4 min read

Yesterday, the team at Explosion announced a new version of the Natural Language Processing library, spaCy v2.2, highlighting that this version is much leaner, cleaner and even more user-friendly.

spaCy v2.2 includes new model packages and features for training, evaluation, and serialization. This version also includes a lot many bug fixes, improved debugging and error handling, and greatly reduced the size of the library on disk.

What’s new in spaCy v2.2

Added more languages and improvements in existing pretrained models

This spaCy version introduces pretrained models for two additional languages: Norwegian and Lithuanian. The accuracy of both these languages is likely to improve in subsequent releases, as the current models make use of neither pretrained word vectors nor the spacy pretrain command.
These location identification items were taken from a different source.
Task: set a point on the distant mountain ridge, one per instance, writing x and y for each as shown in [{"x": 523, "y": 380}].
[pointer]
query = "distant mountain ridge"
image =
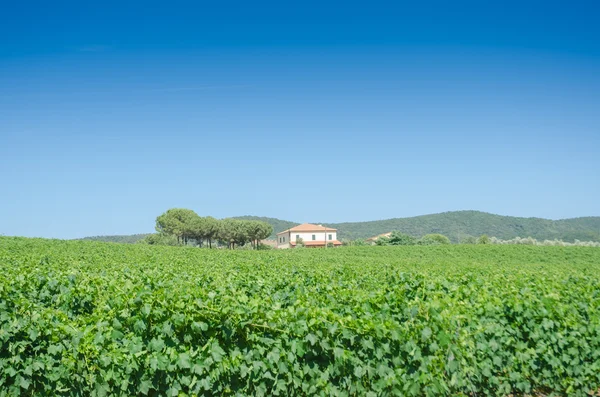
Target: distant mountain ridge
[{"x": 455, "y": 224}]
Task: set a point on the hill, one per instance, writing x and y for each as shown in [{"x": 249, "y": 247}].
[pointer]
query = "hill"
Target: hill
[
  {"x": 128, "y": 239},
  {"x": 456, "y": 225}
]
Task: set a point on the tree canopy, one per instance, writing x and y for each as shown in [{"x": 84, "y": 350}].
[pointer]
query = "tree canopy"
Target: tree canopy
[{"x": 185, "y": 227}]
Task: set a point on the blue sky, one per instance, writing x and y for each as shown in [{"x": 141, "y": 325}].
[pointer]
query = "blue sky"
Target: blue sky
[{"x": 112, "y": 113}]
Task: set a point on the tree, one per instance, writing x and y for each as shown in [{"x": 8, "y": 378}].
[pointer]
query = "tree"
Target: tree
[
  {"x": 483, "y": 239},
  {"x": 177, "y": 222},
  {"x": 468, "y": 240},
  {"x": 434, "y": 239},
  {"x": 211, "y": 229},
  {"x": 396, "y": 238},
  {"x": 159, "y": 239}
]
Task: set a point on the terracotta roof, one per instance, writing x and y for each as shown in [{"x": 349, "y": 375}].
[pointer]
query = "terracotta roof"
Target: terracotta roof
[
  {"x": 309, "y": 227},
  {"x": 318, "y": 243}
]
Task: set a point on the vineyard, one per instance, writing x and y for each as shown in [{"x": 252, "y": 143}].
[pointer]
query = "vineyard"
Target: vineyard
[{"x": 81, "y": 318}]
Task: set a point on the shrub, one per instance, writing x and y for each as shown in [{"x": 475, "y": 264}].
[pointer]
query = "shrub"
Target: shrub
[{"x": 434, "y": 239}]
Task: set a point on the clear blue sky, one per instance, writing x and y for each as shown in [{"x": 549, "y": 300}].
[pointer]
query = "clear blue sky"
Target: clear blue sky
[{"x": 113, "y": 112}]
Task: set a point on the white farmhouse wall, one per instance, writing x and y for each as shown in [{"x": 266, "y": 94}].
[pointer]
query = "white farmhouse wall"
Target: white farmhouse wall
[
  {"x": 286, "y": 244},
  {"x": 319, "y": 236}
]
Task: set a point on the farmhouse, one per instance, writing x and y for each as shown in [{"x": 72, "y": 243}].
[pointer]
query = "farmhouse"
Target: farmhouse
[{"x": 310, "y": 235}]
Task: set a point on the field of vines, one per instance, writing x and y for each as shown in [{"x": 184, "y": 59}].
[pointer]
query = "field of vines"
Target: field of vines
[{"x": 81, "y": 318}]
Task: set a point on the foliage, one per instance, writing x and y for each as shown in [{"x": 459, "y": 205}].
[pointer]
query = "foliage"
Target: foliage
[
  {"x": 455, "y": 225},
  {"x": 190, "y": 228},
  {"x": 483, "y": 239},
  {"x": 468, "y": 239},
  {"x": 532, "y": 241},
  {"x": 159, "y": 239},
  {"x": 396, "y": 238},
  {"x": 80, "y": 318},
  {"x": 125, "y": 239},
  {"x": 359, "y": 242},
  {"x": 433, "y": 239}
]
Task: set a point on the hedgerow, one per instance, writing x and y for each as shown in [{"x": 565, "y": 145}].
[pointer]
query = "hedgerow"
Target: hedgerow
[{"x": 85, "y": 318}]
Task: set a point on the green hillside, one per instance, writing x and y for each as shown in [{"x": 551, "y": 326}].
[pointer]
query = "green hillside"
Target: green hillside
[
  {"x": 458, "y": 224},
  {"x": 455, "y": 225},
  {"x": 128, "y": 239}
]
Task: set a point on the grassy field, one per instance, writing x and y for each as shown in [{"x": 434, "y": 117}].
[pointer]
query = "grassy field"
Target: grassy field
[{"x": 86, "y": 318}]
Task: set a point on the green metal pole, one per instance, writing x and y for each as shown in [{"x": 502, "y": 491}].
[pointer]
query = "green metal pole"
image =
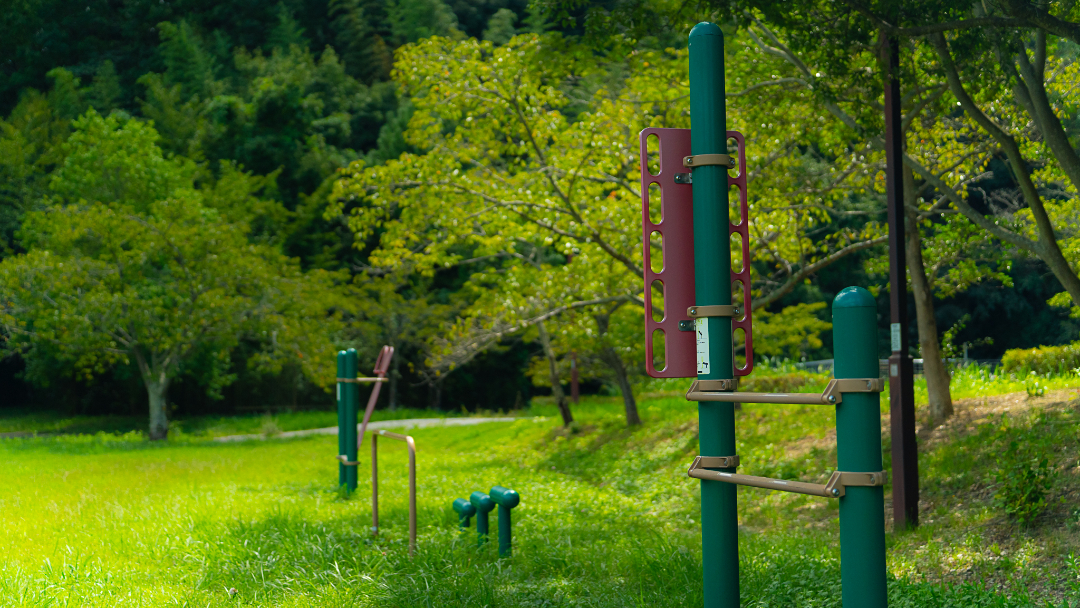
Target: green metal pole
[
  {"x": 859, "y": 449},
  {"x": 484, "y": 505},
  {"x": 351, "y": 404},
  {"x": 712, "y": 253},
  {"x": 507, "y": 499},
  {"x": 341, "y": 395}
]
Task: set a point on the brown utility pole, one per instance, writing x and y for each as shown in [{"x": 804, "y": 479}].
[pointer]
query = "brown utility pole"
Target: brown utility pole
[
  {"x": 905, "y": 456},
  {"x": 574, "y": 376}
]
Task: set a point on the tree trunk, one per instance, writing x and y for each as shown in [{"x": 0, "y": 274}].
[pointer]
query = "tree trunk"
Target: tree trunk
[
  {"x": 610, "y": 356},
  {"x": 556, "y": 383},
  {"x": 933, "y": 367},
  {"x": 156, "y": 380}
]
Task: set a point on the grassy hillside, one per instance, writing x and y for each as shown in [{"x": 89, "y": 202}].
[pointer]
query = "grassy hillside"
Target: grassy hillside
[{"x": 608, "y": 516}]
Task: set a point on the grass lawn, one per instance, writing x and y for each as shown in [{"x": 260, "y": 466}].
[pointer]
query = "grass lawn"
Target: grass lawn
[{"x": 608, "y": 516}]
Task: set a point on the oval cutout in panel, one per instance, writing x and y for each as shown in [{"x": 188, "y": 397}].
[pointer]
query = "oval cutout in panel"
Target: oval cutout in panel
[
  {"x": 656, "y": 198},
  {"x": 737, "y": 261},
  {"x": 737, "y": 297},
  {"x": 659, "y": 350},
  {"x": 657, "y": 296},
  {"x": 739, "y": 341},
  {"x": 656, "y": 252},
  {"x": 652, "y": 149}
]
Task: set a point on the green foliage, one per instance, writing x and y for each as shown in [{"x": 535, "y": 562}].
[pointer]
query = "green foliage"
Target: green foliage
[
  {"x": 1042, "y": 360},
  {"x": 1023, "y": 485},
  {"x": 133, "y": 264},
  {"x": 500, "y": 28},
  {"x": 794, "y": 332},
  {"x": 415, "y": 19}
]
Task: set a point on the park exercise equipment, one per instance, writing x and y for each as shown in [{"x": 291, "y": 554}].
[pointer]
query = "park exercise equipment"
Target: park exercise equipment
[
  {"x": 349, "y": 441},
  {"x": 464, "y": 511},
  {"x": 480, "y": 504},
  {"x": 696, "y": 277},
  {"x": 484, "y": 505}
]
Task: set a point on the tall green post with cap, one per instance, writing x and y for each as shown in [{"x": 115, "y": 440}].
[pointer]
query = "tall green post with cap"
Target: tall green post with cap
[
  {"x": 712, "y": 253},
  {"x": 351, "y": 404},
  {"x": 859, "y": 449},
  {"x": 341, "y": 394}
]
The team looks forward to adding more languages soon.

The pretrained Dutch NER model now includes a new dataset making it much more useful. The new dataset provides OntoNotes 5 annotations over the LaSSy corpus. This allows the researchers to replace the semi-automatic Wikipedia NER model with one trained on gold-standard entities of 20 categories.

spaCy v2.2

Source: explosion.ai

New CLI features for training

spaCy v2.2 now includes various usability improvements to the training and data development workflow, especially for text categorization. The developers have made improvements in the error messages, updated the documentation, and made the evaluation metrics more detailed – for example, the evaluation now provides per-entity-type and per-text-category accuracy statistics by default.

To make training even easier, the developers have also introduced a new debug-data command, to validate user training and development data, get useful stats, and find problems like invalid entity annotations, cyclic dependencies, low data labels and more.

Reduced disk foot-print and improvements in language resource handling

As spaCy has supported more languages, the disk footprint has crept steadily upwards, especially when support was added for lookup-based lemmatization tables. These tables were stored as Python files, and in some cases became quite large. The spaCy team has switched these lookup tables over to gzipped JSON and moved them out to a separate package, spacy-lookups-data, that can be installed alongside spaCy if needed. Depending on the system, your spaCy installation should now be 5-10× smaller.

Also, large language resources are now powered by a consistent LookupsAPI that you can also take advantage of when writing custom components. Custom components often need lookup tables that are available to the Doc, Token or Spanobjects. The natural place for this is in the shared Vocab. Now custom components can place data there too, using the new lookups API.

New DocBin class to efficiently serialize Doc collections

The new DocBin class makes it easy to serialize and deserialize a collection of Doc objects together and is much more efficient than calling Doc.to_bytes on each individual Doc object. You can also control what data gets saved, and you can merge pallets together for easy map/reduce-style processing.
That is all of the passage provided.